According to his son, De Haven didn’t think much of Ford’s prospects as an actor, even though he had just one brief uncredited scene as a bellhop in Dead Heat on a Merry-Go-Round — “not a chance” was the exact quote. However, the two later became friends and got a kick out of that.

When Scott, who was coming off his Oscar win for Patton, complained to De Haven that Huston was messing with the script on The Last Run and that this “is not the picture I signed on to make,” the producer had to pink-slip one of Hollywood’s most imposing directors.

“Not many people can recover from firing John Huston, but my dad did,” his son noted.

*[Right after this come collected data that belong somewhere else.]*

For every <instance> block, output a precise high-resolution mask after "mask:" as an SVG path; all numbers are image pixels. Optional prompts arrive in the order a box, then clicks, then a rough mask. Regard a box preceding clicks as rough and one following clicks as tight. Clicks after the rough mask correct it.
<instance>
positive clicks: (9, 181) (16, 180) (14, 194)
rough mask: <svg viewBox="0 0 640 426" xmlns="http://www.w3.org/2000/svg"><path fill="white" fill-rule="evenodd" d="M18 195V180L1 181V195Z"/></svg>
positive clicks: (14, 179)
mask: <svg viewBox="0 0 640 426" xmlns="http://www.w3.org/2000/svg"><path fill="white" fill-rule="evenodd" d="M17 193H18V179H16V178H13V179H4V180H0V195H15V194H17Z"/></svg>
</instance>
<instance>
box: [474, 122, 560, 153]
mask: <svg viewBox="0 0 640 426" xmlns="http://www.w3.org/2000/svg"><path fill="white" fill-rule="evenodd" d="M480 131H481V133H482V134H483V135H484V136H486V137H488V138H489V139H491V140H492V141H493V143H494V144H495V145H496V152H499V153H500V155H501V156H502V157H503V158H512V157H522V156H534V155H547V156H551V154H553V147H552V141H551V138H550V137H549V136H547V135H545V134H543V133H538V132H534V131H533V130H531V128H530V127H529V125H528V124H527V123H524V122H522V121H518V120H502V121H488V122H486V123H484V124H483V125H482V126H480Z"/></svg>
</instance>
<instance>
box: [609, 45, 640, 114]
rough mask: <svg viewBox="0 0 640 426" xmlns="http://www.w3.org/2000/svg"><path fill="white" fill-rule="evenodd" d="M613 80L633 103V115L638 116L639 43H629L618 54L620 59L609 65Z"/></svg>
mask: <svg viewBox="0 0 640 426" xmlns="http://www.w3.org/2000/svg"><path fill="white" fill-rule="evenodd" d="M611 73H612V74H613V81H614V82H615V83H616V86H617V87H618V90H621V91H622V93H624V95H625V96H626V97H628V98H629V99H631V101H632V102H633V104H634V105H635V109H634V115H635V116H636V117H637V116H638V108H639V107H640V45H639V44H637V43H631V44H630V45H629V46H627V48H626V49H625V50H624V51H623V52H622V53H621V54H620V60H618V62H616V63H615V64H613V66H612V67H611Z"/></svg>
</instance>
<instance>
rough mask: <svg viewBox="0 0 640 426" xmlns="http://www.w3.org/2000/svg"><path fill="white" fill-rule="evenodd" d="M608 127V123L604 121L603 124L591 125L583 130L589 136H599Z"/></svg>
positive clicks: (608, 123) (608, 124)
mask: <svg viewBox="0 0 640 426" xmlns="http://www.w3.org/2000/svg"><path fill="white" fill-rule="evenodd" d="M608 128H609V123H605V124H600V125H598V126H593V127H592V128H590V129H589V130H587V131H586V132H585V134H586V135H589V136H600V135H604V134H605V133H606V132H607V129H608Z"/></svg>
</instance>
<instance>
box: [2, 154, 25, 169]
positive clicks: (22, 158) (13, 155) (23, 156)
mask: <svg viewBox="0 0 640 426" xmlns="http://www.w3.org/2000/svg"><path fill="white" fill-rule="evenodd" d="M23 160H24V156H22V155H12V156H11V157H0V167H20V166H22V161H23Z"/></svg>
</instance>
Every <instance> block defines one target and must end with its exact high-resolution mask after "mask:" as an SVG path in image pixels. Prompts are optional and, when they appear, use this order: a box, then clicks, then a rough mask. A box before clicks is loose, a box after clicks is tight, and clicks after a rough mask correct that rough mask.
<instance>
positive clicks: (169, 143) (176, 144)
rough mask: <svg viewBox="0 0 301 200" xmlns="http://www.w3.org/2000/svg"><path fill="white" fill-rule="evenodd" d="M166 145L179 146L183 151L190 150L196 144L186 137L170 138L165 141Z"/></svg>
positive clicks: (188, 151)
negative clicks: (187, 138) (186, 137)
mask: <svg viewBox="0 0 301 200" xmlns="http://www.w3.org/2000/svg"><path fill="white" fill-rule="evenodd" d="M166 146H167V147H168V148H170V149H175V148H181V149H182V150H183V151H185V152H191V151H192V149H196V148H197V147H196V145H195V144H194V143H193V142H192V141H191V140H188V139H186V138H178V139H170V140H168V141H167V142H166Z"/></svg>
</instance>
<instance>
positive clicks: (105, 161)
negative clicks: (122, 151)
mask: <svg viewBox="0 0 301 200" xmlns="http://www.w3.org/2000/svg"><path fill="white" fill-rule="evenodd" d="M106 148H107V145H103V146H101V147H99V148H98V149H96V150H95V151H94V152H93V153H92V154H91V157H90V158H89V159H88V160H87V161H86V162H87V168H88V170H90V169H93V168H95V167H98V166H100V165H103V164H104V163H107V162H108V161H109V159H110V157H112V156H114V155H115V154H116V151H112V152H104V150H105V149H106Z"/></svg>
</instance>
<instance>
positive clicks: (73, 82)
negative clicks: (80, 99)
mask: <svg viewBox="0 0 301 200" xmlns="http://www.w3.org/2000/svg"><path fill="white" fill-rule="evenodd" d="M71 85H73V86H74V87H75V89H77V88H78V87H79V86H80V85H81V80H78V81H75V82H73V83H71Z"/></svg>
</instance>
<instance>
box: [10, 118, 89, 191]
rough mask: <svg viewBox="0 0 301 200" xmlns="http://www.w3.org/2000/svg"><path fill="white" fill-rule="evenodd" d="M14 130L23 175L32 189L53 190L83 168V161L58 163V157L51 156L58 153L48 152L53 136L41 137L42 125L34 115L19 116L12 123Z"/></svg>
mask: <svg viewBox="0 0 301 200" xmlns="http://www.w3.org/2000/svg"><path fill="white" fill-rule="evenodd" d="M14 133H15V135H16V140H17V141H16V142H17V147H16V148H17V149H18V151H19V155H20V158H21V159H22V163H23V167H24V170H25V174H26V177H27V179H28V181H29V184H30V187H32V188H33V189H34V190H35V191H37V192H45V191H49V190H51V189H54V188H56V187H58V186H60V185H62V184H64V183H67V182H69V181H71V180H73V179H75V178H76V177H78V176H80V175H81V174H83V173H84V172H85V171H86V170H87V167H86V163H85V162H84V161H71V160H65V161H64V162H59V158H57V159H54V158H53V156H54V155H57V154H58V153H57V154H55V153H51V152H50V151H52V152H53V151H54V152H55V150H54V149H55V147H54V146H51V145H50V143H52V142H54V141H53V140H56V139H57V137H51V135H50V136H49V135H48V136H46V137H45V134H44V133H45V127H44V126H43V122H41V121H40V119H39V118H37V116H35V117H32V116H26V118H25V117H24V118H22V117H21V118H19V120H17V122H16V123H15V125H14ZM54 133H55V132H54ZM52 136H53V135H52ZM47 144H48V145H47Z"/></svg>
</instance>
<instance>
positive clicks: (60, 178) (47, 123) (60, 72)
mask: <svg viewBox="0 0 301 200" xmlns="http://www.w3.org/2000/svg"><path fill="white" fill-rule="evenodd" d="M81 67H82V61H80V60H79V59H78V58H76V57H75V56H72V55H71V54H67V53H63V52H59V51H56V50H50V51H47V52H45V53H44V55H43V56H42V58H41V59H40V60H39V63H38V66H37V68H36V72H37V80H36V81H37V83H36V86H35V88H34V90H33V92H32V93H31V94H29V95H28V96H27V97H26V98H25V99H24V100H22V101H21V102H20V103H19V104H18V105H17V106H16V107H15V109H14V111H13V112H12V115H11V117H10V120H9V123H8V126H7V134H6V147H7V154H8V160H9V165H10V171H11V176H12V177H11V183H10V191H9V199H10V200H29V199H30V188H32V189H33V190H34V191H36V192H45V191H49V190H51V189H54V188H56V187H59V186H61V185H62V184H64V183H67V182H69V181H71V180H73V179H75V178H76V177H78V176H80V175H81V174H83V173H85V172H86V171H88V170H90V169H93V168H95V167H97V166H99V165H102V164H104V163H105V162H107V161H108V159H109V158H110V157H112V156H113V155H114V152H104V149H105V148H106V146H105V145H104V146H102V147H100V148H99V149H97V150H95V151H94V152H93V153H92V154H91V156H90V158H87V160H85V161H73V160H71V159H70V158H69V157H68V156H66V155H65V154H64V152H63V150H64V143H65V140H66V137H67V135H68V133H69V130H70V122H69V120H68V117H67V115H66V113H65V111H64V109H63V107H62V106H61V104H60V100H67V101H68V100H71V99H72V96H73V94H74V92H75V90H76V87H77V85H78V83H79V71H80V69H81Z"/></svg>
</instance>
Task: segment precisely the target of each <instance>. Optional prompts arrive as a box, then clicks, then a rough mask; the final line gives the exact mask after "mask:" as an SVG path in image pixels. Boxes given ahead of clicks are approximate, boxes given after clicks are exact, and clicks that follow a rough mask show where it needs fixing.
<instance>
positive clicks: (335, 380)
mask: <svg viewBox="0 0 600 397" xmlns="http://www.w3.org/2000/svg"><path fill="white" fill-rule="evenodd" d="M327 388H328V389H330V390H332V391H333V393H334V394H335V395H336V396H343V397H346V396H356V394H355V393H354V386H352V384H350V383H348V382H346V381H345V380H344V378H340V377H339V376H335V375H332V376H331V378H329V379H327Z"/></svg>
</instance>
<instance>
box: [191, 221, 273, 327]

De Haven, who read about 10 scripts a week, produced Orion Pictures’ Hoosiers with Angelo Pizzo, who wrote the screenplay and insisted that Anspaugh, his former Indiana University classmate, direct his first feature.

“What attracted me most to the script was that it rang of truth about a certain time, place and event in America,” De Haven says in Allan Hunter’s 1987 book, Gene Hackman. “There’s a lot of passion, a lot of caring and a tremendous amount of hard work that’s gone into it.”

His producing résumé also included Lewis Gilbert’s Operation Daybreak (1975), Seniors (1978), Michael Schultz’s Carbon Copy (1981), the Graham Chapman-starring parody Yellowbeard (1983), Cohen’s Perfect Strangers (1984), Maxie (1985) and The Exorcist III (1990).

In addition to his son, who edited films including Dumber and Dumber and Orgazmo, survivors include his daughter, Melinda; his grandchildren, Carlye, Chelsea, Carter V, Patricia, Tess and Davis; and his great-grandkids, Sophie, Sadie, Quinn and Beau. His daughter Brooke died in 2012.